A lifelong steward of Deutsch Inc., Linda joined the agency over 20 years ago. She has been a key player in helping Deutsch become an industry leader known for its fierce independence and strong culture. Linda oversees Deutsch NY and Deutsch LA, and is keenly focused on attracting best-in-class talent and creating a future-facing business model for Deutsch.
Honored for her outstanding achievement in the industry with a Matrix Award and a place on the top 10 most powerful women list as part of Advertising Age’s “100 Most Influential Women in Advertising,” Linda plays an important role on a number of boards engaged in the future of the industry. She is active as Chairman Emeritus of the Board for the Advertising Educational Foundation (AEF), serves as Director-at-Large for the 4A’s, and sits on the Advisory Board for Women at NBCU, a “think tank” on marketing to women. Frequently quoted in the press, Linda also had a starring role in Seasons 1 and 2 of The Apprentice sharing marketing insights.
How did you get into the advertising industry?
My education in marketing began at the age of 12 years old. My father had a package design firm specializing in cosmetics and fragrances, so I literally grew up reading marketing briefs. I was fascinated by consumer behavior—how the creative fulfilled the strategic challenge enhancing the connection with target audiences. This led me to be a marketing major in business school. I worked at both small and large agencies that gave me a diverse range of experience and training. I've always thought about my career like a portfolio, ensuring each new challenge served a deliberate purpose and a desired learning.
Which campaigns that you have executed are you most proud of and why?
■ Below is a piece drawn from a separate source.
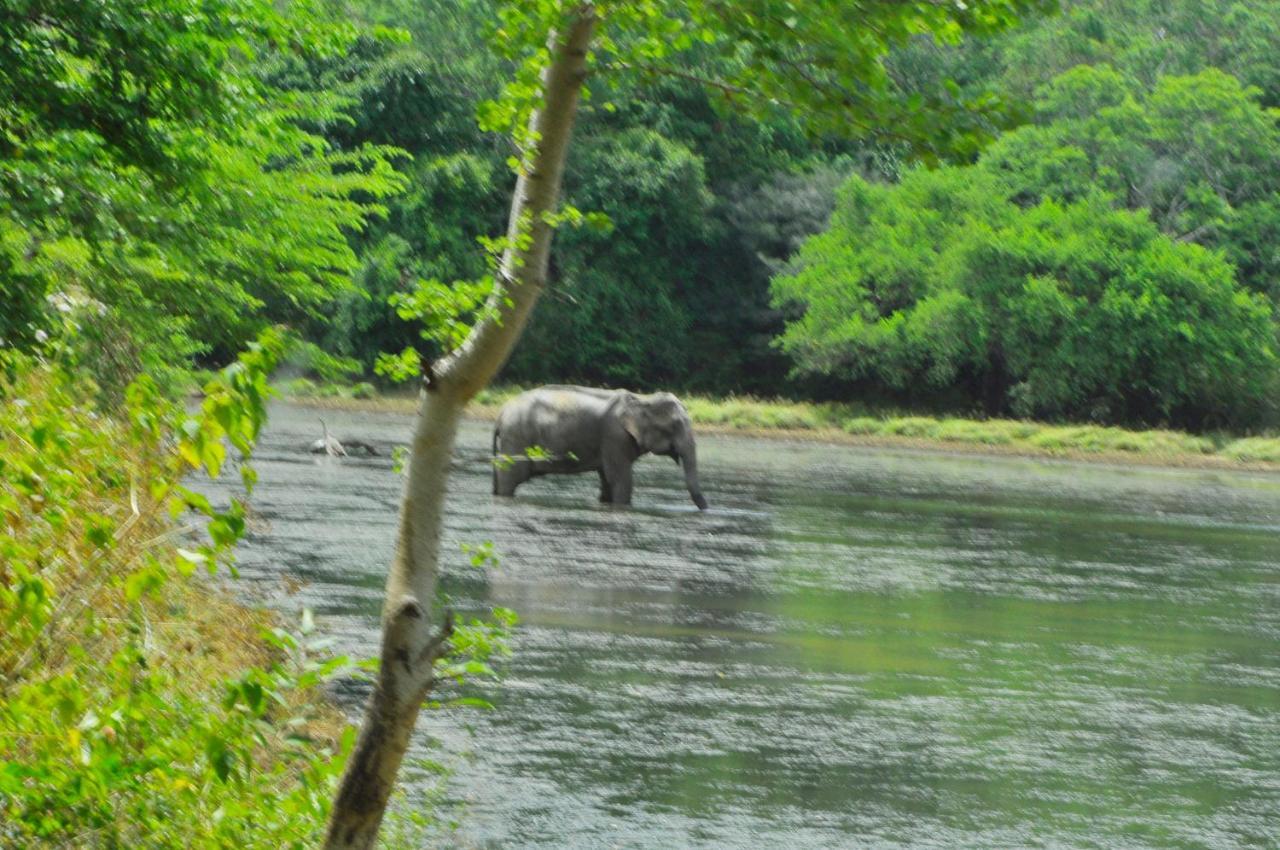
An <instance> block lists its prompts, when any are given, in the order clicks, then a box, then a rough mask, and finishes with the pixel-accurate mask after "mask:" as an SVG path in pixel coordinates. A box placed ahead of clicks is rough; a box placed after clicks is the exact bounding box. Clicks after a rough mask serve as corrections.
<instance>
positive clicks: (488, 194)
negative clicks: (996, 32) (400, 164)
mask: <svg viewBox="0 0 1280 850" xmlns="http://www.w3.org/2000/svg"><path fill="white" fill-rule="evenodd" d="M362 12H364V13H365V14H366V15H367V19H369V20H372V22H397V20H398V22H412V24H411V27H410V28H411V31H412V40H410V41H406V42H397V41H387V40H371V38H364V40H362V41H361V42H360V47H358V49H357V51H356V52H355V54H353V56H355V58H348V59H346V60H344V61H340V63H329V64H325V65H324V67H323V68H311V69H310V70H308V73H310V74H311V76H310V81H311V82H312V84H319V86H321V87H325V88H330V90H340V91H344V92H347V93H349V95H351V96H353V97H355V99H356V100H357V104H356V106H355V110H353V122H352V123H349V124H348V123H343V124H339V125H337V127H330V128H328V129H325V131H324V132H325V133H326V134H328V137H329V138H330V141H332V142H333V143H334V145H335V146H338V147H339V148H343V150H357V148H358V147H360V146H364V145H394V146H398V147H401V148H403V150H406V151H410V152H411V154H412V155H413V160H412V161H411V163H408V164H407V165H406V169H407V170H408V173H410V175H411V180H410V183H411V186H412V187H413V188H412V189H411V191H410V192H408V193H407V195H403V196H401V197H397V198H393V200H392V201H390V202H389V207H390V215H389V216H388V218H387V219H385V220H384V221H379V223H376V224H375V225H374V227H371V228H370V229H367V230H366V232H365V233H364V234H362V236H361V237H360V238H358V239H357V241H355V243H353V245H355V250H356V251H357V252H358V253H360V269H358V271H357V273H356V275H355V282H356V287H355V288H353V289H351V291H348V292H346V293H343V294H342V296H339V298H338V301H337V303H335V305H334V306H330V307H328V309H326V310H325V311H324V319H323V320H317V321H314V323H312V325H311V328H312V329H311V335H312V338H314V339H315V341H316V342H317V343H320V344H321V346H323V347H324V348H325V349H326V351H329V352H333V353H337V355H343V356H349V357H353V358H356V360H357V361H358V362H360V365H361V367H362V369H364V370H365V371H369V370H370V369H371V366H372V364H374V360H375V356H376V353H378V352H380V351H399V349H402V348H404V347H406V346H421V344H422V343H421V342H420V341H417V339H416V332H415V329H413V325H412V324H411V323H410V321H406V320H402V319H399V317H398V316H397V315H396V311H394V310H393V309H392V307H389V306H388V305H387V300H388V297H389V296H392V294H394V293H396V292H401V291H406V289H407V288H410V287H411V284H412V280H413V279H417V278H428V279H438V280H440V282H445V283H448V282H452V280H474V279H477V278H480V277H481V275H483V274H484V270H485V257H484V253H483V251H477V250H476V238H479V237H484V236H490V234H494V233H498V232H500V230H502V227H503V221H502V216H503V214H504V206H503V201H504V197H506V195H507V192H508V191H509V179H511V178H509V173H508V170H507V169H506V166H504V164H503V161H504V159H506V157H507V156H508V155H509V151H507V150H506V148H504V147H503V146H502V145H499V143H495V142H494V141H493V140H492V138H489V137H488V136H486V134H484V133H481V132H480V131H479V129H477V128H476V124H475V122H474V120H472V111H474V108H475V104H477V102H479V101H480V100H483V99H484V97H485V96H488V95H489V93H492V92H493V90H494V88H495V86H497V82H498V79H499V78H500V77H502V73H503V69H502V67H500V64H499V63H498V61H497V60H494V59H493V58H492V56H490V55H489V54H485V52H484V51H483V50H468V49H467V45H471V46H474V45H476V44H479V42H480V41H481V40H483V37H484V33H485V27H486V20H488V17H486V15H485V12H484V4H440V5H438V6H433V5H431V4H429V3H428V4H412V3H411V4H398V3H370V4H362ZM458 33H467V35H466V36H463V37H461V38H460V35H458ZM1228 45H1230V46H1228ZM1277 49H1280V10H1277V9H1276V6H1275V5H1274V4H1244V3H1225V1H1224V3H1207V4H1206V3H1189V1H1174V3H1143V4H1137V5H1135V4H1132V3H1130V4H1120V3H1102V1H1097V0H1091V1H1085V3H1073V4H1069V6H1068V8H1066V10H1065V12H1064V13H1062V14H1060V15H1050V17H1046V18H1042V19H1032V20H1029V22H1028V23H1027V24H1025V26H1024V27H1021V28H1020V29H1019V31H1016V32H1011V33H1006V35H1004V36H1001V37H998V38H993V40H987V41H970V42H968V44H966V45H964V46H963V47H941V46H938V45H936V44H934V42H931V41H922V42H919V44H918V45H914V46H913V47H910V49H908V50H905V51H902V52H901V54H900V55H897V56H896V58H895V60H893V64H892V72H893V74H895V76H896V78H897V79H899V81H900V82H901V84H902V87H904V88H916V87H919V88H925V90H927V88H928V83H931V82H936V81H938V79H943V78H947V79H955V81H957V82H959V86H960V87H963V88H964V91H965V95H966V96H970V97H982V99H984V100H986V102H992V104H997V105H998V106H1000V109H1001V110H1002V114H1004V115H1005V118H1006V120H1007V122H1009V123H1015V122H1025V124H1027V125H1024V127H1021V128H1020V129H1015V131H1012V132H1009V133H1005V134H1004V136H1002V137H1001V138H1000V140H998V142H997V143H996V145H995V146H993V147H992V148H989V150H987V151H986V152H984V154H982V155H980V159H979V157H978V156H974V159H973V161H960V163H954V164H952V165H950V166H947V168H946V169H945V170H943V172H942V173H941V174H940V175H925V174H918V173H915V172H913V170H909V168H908V165H906V157H905V150H904V148H902V147H901V146H900V145H896V143H895V140H893V137H892V134H891V133H881V134H874V136H872V137H870V140H867V138H863V141H860V142H850V141H846V140H845V137H842V136H841V134H840V133H838V132H828V133H826V134H823V136H819V137H818V138H817V140H815V138H813V137H812V136H806V134H805V133H804V132H803V129H801V127H800V124H799V123H797V120H796V119H795V118H792V116H788V115H783V114H777V115H772V114H768V113H753V114H750V115H744V114H742V113H740V111H737V110H733V109H732V104H731V102H728V100H731V97H730V99H727V97H726V93H724V92H723V91H718V90H716V88H714V87H708V86H701V84H699V83H698V82H696V81H694V79H690V78H682V77H672V76H666V77H654V78H652V79H646V81H643V82H644V83H645V84H640V83H637V82H636V81H635V78H627V81H626V82H620V83H617V84H611V82H612V81H609V79H608V78H605V79H604V81H603V83H604V87H603V90H602V92H600V93H598V95H596V97H595V100H594V101H593V102H591V104H589V105H588V108H586V110H585V114H584V119H582V122H581V124H580V127H579V131H577V132H579V147H577V150H576V152H575V157H573V159H572V160H571V163H570V173H568V175H567V178H566V192H567V196H568V200H570V202H571V204H573V205H576V206H577V207H580V209H582V210H589V211H590V210H595V211H603V212H605V214H607V215H608V216H609V220H611V223H612V228H609V229H603V230H602V229H599V228H577V229H568V230H566V232H563V233H562V234H561V237H559V238H558V242H557V251H556V259H554V266H553V280H552V288H550V297H552V298H553V300H554V302H556V305H557V309H554V310H545V311H540V312H538V314H536V315H535V319H534V321H532V324H531V326H530V329H529V330H527V333H526V334H525V338H524V341H522V343H521V346H520V348H518V349H517V353H516V356H515V358H513V360H512V362H511V364H509V365H508V367H507V369H506V371H504V374H503V376H504V379H506V380H509V381H516V383H539V381H550V380H577V381H585V383H600V384H608V385H634V387H659V385H662V387H675V388H685V389H691V390H699V392H708V393H719V394H724V393H742V392H749V393H758V394H780V396H791V397H812V398H826V399H844V398H851V397H858V398H872V399H882V401H886V402H891V403H895V405H905V406H911V407H923V408H934V410H952V411H961V412H979V411H980V412H984V413H988V415H997V413H998V415H1016V416H1038V417H1048V419H1075V420H1089V421H1102V422H1126V424H1162V422H1169V424H1176V425H1181V426H1190V428H1224V426H1233V428H1247V426H1252V425H1258V424H1261V422H1270V421H1274V417H1275V415H1276V412H1275V401H1274V399H1275V397H1276V392H1275V389H1276V384H1275V374H1276V373H1275V356H1274V348H1275V346H1274V316H1272V314H1274V306H1275V305H1276V298H1277V297H1280V289H1277V287H1280V284H1277V283H1276V282H1277V279H1280V247H1277V246H1280V239H1277V238H1276V237H1280V200H1277V198H1280V196H1277V193H1276V192H1277V188H1280V186H1277V183H1280V177H1277V175H1280V168H1277V157H1280V131H1277V123H1276V114H1275V111H1274V109H1275V106H1276V105H1277V102H1280V81H1277V73H1276V69H1275V64H1274V61H1271V60H1270V56H1272V55H1275V51H1276V50H1277ZM695 76H698V74H696V73H691V74H689V77H695ZM707 76H708V77H710V76H713V74H712V72H710V70H708V72H707ZM989 129H991V131H996V129H997V128H995V127H992V128H989ZM915 168H919V166H915ZM992 180H995V183H992ZM899 183H902V188H901V189H900V191H897V192H895V191H888V189H887V188H886V189H884V191H874V189H872V188H870V187H891V186H896V184H899ZM841 186H844V189H842V191H840V192H838V196H840V197H841V198H842V201H841V214H840V215H838V216H837V219H836V220H835V223H833V225H832V229H831V232H828V233H827V234H826V236H823V237H822V238H820V239H817V241H814V242H813V243H812V245H810V246H809V247H808V248H806V250H805V251H804V252H803V253H800V255H799V256H797V253H796V252H797V250H799V248H800V246H801V245H803V243H804V241H805V239H806V238H808V237H810V236H813V234H815V233H818V232H820V230H823V229H824V228H826V227H827V221H828V216H829V215H831V212H832V210H833V209H836V198H837V189H838V188H840V187H841ZM913 187H915V188H913ZM997 195H998V196H1001V197H1002V198H1004V201H1005V204H1004V205H993V204H988V201H992V202H993V201H995V196H997ZM970 202H977V204H978V205H979V209H973V207H972V204H970ZM855 206H856V207H858V211H856V212H855V211H854V209H852V207H855ZM1102 207H1106V209H1107V210H1108V211H1107V212H1106V215H1102ZM1091 210H1092V211H1091ZM933 215H938V216H940V219H938V220H940V223H941V224H942V225H947V224H948V223H950V224H954V225H956V227H954V228H950V229H948V230H947V232H946V233H942V232H937V233H934V232H931V230H929V224H928V223H927V220H928V219H931V218H932V216H933ZM1100 216H1101V218H1100ZM961 219H963V220H964V224H963V225H961V223H960V221H961ZM1079 223H1087V225H1088V230H1087V232H1082V230H1079V229H1076V227H1075V225H1076V224H1079ZM1148 223H1149V224H1148ZM979 225H980V227H979ZM987 230H989V232H991V233H989V236H987V237H983V236H980V234H983V233H987ZM870 232H874V233H876V236H874V237H870V236H868V234H869V233H870ZM983 238H986V239H987V242H988V243H991V246H1000V247H1001V248H1002V251H1006V252H1007V253H1009V255H1016V256H1007V255H1005V253H1001V252H1000V251H997V252H996V255H995V256H986V257H984V256H978V252H979V248H980V245H979V242H980V241H982V239H983ZM1019 239H1021V242H1023V243H1024V245H1023V246H1021V247H1019V246H1018V245H1016V243H1018V242H1019ZM1028 241H1030V242H1034V243H1036V245H1034V246H1030V245H1025V243H1027V242H1028ZM900 246H901V250H900ZM1080 246H1087V248H1085V250H1084V251H1083V252H1082V251H1080V250H1079V248H1080ZM1028 251H1030V255H1028V253H1027V252H1028ZM1088 252H1092V253H1094V255H1097V256H1096V257H1094V259H1091V257H1089V256H1088ZM1098 257H1107V260H1106V262H1108V264H1110V262H1114V264H1115V265H1114V266H1112V268H1098V264H1097V260H1098ZM1006 260H1007V261H1009V264H1007V265H1006V264H1005V261H1006ZM771 279H773V284H772V288H771ZM1032 279H1034V280H1036V282H1037V283H1034V284H1033V283H1029V280H1032ZM1179 293H1180V294H1179ZM1251 296H1252V297H1251ZM1117 300H1119V301H1125V300H1128V301H1130V302H1132V303H1130V305H1129V306H1128V307H1123V306H1120V305H1117ZM1152 300H1153V301H1155V306H1153V307H1152V309H1149V310H1147V309H1146V306H1144V305H1148V303H1151V302H1152ZM1139 314H1140V315H1139ZM1134 323H1135V324H1134ZM1121 328H1124V329H1125V332H1124V333H1120V330H1119V329H1121ZM1135 328H1140V334H1139V335H1135V334H1134V333H1132V332H1133V330H1134V329H1135Z"/></svg>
There has been so much great work over the years, but I will always have a soft spot for IKEA as a defining account for the Agency, for me personally, and for the cultural impact it had. Our Life Stages campaign for IKEA demonstrated how they understood the way consumers lived and how they could meet their needs. One spot featured a couple in their 30s who were buying their first dining room table. The couple consisted of two men debating their different style preferences. It was the first mainstream television spot featuring a gay couple in the early ‘90s. It generated overwhelming press and reinforced IKEA’s image as a progressive, brave company and brand.
How does your firm stay successful in this digital era?
We are a culture that thrives on change and staying ahead of the curve. We tend to hire people who are adaptable, well rounded, and versatile. Digital natives make up a significant part of our workforce, so organically a digital lens permeates everything we do. But staying successful still boils down to generating big ideas that spark meaningful connections with consumers and naturally, today, digital is fundamental to that process.
What is your opinion on publicly traded advertising companies versus privately owned?
As part of a holding company, we feel that we have the best of both worlds. We can tap into resources that we may need from time to time, while at the same time we are given tremendous autonomy and respect for our strong culture.
Creativity is the ability to bring to life a deep consumer insight by telling a brand story in a powerful, emotional and culturally relevant way.
What are the biggest industry trends and how do you capitalize on them?
Since the early '90s we have been a pioneer in integrating multiple disciplines under one roof. We don't work in silos, which helps us deliver big ideas that build our clients’ businesses.
In order to ensure a robust and compelling offering we continually invest in talent that inform our thinking in all areas of marketing, from digital to data analytics, design to social media and beyond.
Who is your greatest influence in becoming a successful CEO?
Donny Deutsch has certainly been a mentor and has had a profound impact on my development—he is the reason why I am in this job today. One of Donny's core beliefs is the importance of surrounding yourself with the best team that complements your own skills. Additionally, as a leader he has always possessed a winning mentality. This has influenced my unconditional sense of optimism; and I believe that has had a tremendous influence on Deutsch, as well as my personal and professional life outcomes.
What is your life motto?
I believe you can achieve great success and gratification in all aspects of your life; surrounding yourself with great, strong people at home and at work and prioritizing those things that are most important, identifying what things will benefit from your direct attention. This will help you to focus on what really matters.
What literature is currently on your desk or Internet browser?
"Writing on the Wall: Social Media The First 2,000 Years" by Tom Standage. Social media is not a new concept, it just takes on a new form today. And my guilty pleasure is reading The New York Post every day, cover to cover on my train ride home.
What's next for Deutsch?
With rapid changes in technology, consumer engagement and competitive framework, we need to be in a continual state of evolution and reinvention to deliver optimized business results for our clients. And, we have an incredibly dynamic and entrepreneurial culture, which continues to thrive and endure the test of time.